There is a good library from facebook called fasttext. I recently started studying and I need help.
Now I do not quite understand how to find the line (say the title of the news as Yandex) similar news.
If I understand correctly, the mapping is searched for vectors. That is based on the model (here also do not quite understand how to make training such a model on the basis of fasttext) we get a vector on the proposal (headline news).
Next we get the new news and build vector on it. Both vectors finding the cosine and obtain the resulting ratio of similarity. But in this case we get that there are millions of news into a database, and we need to get for each piece of news to build a vector where the value falls within a certain percentage - there and to include?

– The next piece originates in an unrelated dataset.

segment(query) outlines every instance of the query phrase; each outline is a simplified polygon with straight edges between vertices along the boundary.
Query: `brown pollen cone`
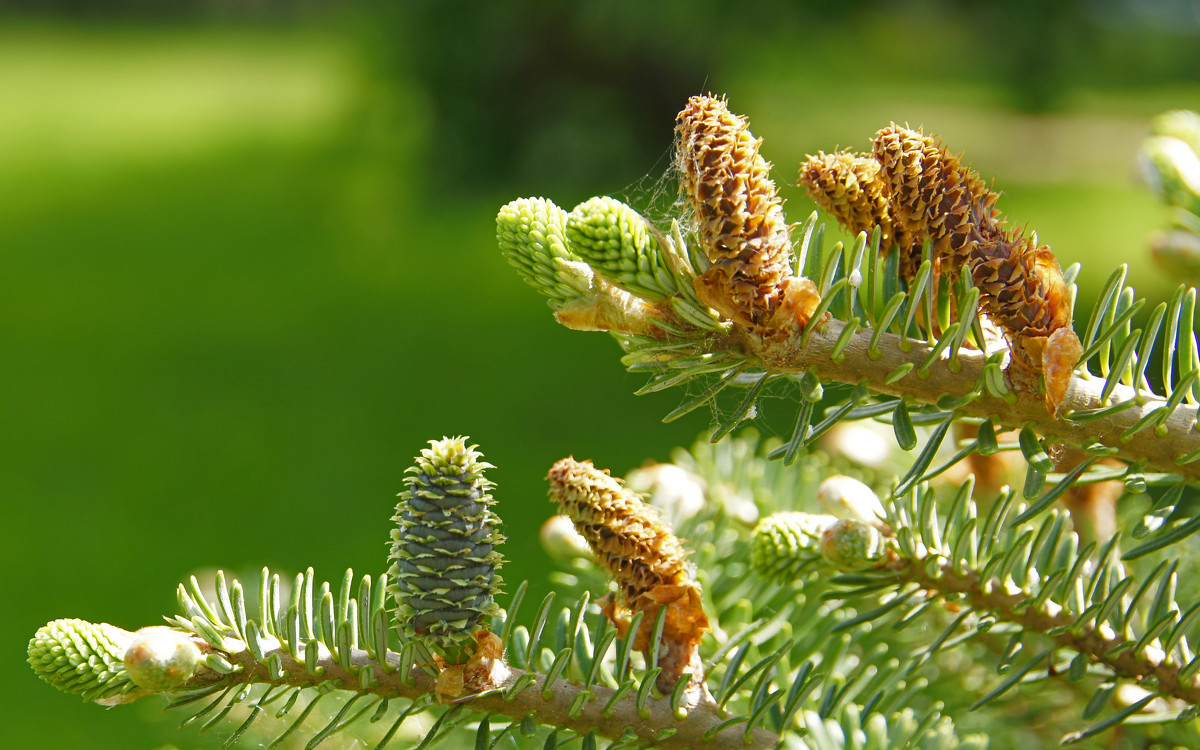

In General, I need help in understanding:
1) how to train such a model on the basis of fasttext. In official documentation I didn't understand the principle of the preparation of the training data using a label. Indeed, in this case I will have a lot of labels, as no news could very much. How to add a new news model? And do I need to do?
2) how to make a comparison. There is enough description of the algorithm. If there is an opportunity to reinforce a formula, or an imaginary example - I would be very grateful.
Also I would be grateful, if will prompt where to read. Delve into the jungle is not necessary, since "magic" is implemented in the library is for self-development. A little basic understanding of I have. But the essence of the library is to hide the user from complicated calculations. That is the kind of information you would like to receive: here is the article - it tells how on the basis of such information, to obtain such results.
Very waiting for your directions (but not in Google).